November 9, 2012 | David F. Coppedge

Darwin for Congress

Over four thousand citizens of a Georgia district voted for Charles Darwin for Congress.

The campaign was dreamed up by James Leebens-Mack, a plant biologist at the University of Georgia in Athens.  As a member of the U.S. House of Representative’s Committee on Science, Space, and Technology, he was troubled, Science Now reported, by a speech he heard at a church by candidate Paul Broun,”deriding teachings on evolution, embryology, and the big bang theory as ‘lies straight from the pit of Hell.'”
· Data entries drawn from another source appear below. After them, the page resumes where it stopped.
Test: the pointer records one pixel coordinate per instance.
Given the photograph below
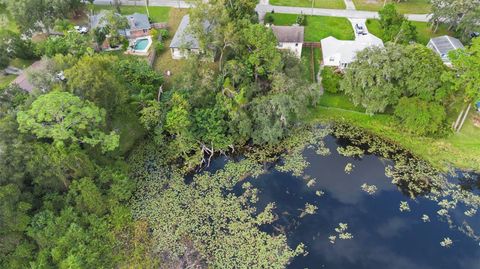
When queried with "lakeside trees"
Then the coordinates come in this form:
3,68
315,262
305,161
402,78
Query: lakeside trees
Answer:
410,79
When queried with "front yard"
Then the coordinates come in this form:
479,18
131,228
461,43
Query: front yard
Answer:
318,27
406,7
157,14
424,30
334,4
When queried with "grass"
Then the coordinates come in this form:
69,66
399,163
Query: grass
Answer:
5,80
406,7
319,27
6,21
164,59
424,30
306,59
334,4
157,14
460,150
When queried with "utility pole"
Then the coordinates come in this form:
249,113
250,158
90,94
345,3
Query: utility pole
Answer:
146,6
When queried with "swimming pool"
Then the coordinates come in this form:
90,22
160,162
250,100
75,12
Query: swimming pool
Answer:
141,44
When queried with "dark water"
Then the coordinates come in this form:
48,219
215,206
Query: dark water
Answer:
383,237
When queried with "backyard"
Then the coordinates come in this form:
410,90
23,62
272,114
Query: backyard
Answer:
424,30
406,7
318,27
461,150
164,59
334,4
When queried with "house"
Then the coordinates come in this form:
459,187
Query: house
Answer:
442,45
22,80
184,42
289,38
340,53
138,24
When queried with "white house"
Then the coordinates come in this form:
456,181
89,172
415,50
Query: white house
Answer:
442,45
289,38
184,42
340,53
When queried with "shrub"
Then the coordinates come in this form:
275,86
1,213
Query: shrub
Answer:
331,80
420,117
269,18
301,19
163,33
159,46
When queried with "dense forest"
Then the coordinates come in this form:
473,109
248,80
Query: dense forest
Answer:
93,165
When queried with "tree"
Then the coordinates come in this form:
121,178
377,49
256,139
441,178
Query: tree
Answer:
66,119
33,15
142,81
395,26
466,64
420,117
71,43
379,77
261,52
92,79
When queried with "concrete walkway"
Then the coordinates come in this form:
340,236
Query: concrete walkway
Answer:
349,4
264,7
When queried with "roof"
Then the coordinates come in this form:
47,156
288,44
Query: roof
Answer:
289,34
183,37
22,80
337,52
443,44
138,21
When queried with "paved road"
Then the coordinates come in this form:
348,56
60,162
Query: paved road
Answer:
355,14
263,8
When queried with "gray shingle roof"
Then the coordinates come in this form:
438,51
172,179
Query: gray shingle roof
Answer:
293,34
184,38
138,21
443,44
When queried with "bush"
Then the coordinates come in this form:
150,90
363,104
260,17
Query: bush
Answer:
163,33
301,19
420,117
159,46
331,80
269,18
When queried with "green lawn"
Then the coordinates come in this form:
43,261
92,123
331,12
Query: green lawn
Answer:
157,14
306,59
338,100
6,79
424,30
461,150
406,7
319,27
6,21
334,4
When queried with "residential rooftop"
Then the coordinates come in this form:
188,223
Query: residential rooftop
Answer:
289,34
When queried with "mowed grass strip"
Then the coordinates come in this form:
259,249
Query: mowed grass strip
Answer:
425,32
318,27
407,7
333,4
157,14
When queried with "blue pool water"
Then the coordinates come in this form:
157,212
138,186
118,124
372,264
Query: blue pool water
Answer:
141,44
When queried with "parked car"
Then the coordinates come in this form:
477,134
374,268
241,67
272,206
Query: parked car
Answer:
360,30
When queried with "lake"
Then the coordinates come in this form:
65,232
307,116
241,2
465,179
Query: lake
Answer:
383,235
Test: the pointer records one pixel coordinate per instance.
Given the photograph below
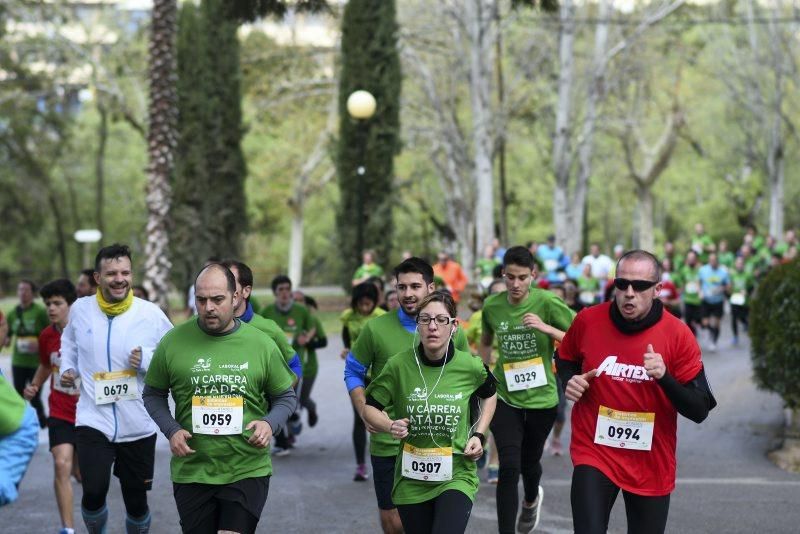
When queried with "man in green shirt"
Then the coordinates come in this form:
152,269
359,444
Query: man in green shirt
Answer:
296,322
222,374
526,321
380,339
26,321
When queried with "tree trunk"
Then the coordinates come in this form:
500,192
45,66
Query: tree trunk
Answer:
562,158
480,20
161,141
644,226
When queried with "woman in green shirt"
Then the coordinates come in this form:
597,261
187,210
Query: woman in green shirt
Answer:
429,388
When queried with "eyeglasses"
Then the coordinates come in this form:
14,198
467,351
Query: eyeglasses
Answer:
441,320
638,285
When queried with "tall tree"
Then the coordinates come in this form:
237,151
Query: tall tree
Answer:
370,62
209,156
161,141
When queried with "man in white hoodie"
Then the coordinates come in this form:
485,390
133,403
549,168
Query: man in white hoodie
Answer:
108,343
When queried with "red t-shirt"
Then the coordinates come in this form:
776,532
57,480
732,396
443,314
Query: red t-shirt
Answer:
595,343
62,400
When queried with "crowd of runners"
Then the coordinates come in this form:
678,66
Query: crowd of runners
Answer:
436,395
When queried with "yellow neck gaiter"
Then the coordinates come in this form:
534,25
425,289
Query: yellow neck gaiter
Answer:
116,308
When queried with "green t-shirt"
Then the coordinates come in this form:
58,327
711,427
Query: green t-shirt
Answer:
354,321
271,328
310,363
518,343
368,271
690,281
12,408
25,326
380,339
244,363
742,282
443,420
294,322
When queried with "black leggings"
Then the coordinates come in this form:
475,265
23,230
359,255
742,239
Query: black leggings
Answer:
593,495
133,465
520,436
446,514
738,314
22,377
359,437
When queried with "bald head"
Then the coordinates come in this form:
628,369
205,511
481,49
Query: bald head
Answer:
216,298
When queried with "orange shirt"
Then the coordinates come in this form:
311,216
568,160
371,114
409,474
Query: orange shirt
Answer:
453,276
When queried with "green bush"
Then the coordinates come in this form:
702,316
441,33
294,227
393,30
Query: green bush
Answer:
775,333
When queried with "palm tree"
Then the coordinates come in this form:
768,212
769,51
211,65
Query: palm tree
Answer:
161,142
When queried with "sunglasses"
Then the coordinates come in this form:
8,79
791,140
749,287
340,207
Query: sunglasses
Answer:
638,285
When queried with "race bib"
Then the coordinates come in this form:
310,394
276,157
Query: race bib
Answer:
218,416
431,465
738,299
27,345
526,374
115,386
624,430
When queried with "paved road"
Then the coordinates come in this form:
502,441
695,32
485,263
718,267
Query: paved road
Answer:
725,482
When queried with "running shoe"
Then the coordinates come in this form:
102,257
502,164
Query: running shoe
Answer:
555,447
312,418
493,474
529,517
361,473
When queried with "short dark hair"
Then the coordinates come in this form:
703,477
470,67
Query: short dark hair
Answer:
59,288
280,280
30,283
229,278
245,273
440,296
89,273
310,302
112,252
519,255
642,255
364,290
415,265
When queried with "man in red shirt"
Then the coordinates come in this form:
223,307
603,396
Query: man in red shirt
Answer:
630,368
58,296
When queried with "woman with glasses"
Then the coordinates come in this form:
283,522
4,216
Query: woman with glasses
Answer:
430,386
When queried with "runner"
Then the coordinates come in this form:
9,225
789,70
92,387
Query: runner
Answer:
714,283
381,338
221,372
526,322
630,369
431,386
741,287
363,307
296,322
689,278
19,435
26,322
58,296
109,342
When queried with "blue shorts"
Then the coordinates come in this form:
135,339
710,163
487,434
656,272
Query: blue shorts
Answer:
16,451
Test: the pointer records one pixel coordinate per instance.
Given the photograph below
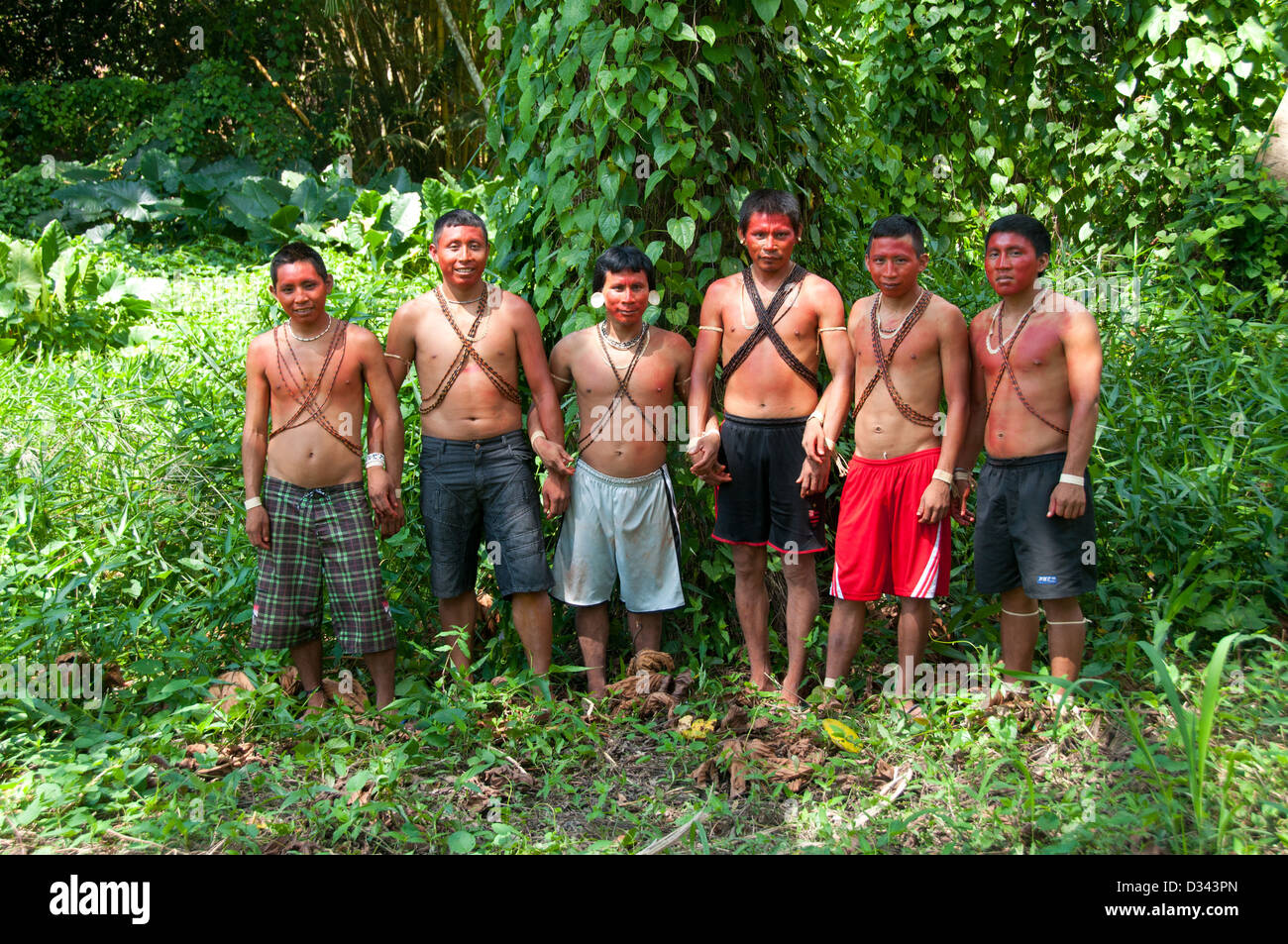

Leebens-Mack decided to “channel his outrage” against these “anti-science statements” by setting up a  “Darwin for Congress” protest vote effort on Facebook.  Broun “won comfortably” the Congressional seat, but the old father of evolution did garner at least 4,000 write-in votes, possibly many more.

This begs a question that Science Now thought to ask: “Would Charles Darwin Have Made a Good Congressman?

Any dead man would be better than some of the members ruling our country.  At least people could see Darwin’s intelligently designed bones, and he couldn’t tell any stories in his present condition.

Supporters of creation, learn some decency and rhetorical strategy.  It doesn’t help in any controversy to call your opponents’ views “lies from the pit of hell.”  It just hands your opponents an opportunity to mock and get their retaliation published in Science.  Let the outrage come from the Darwin Party, not you.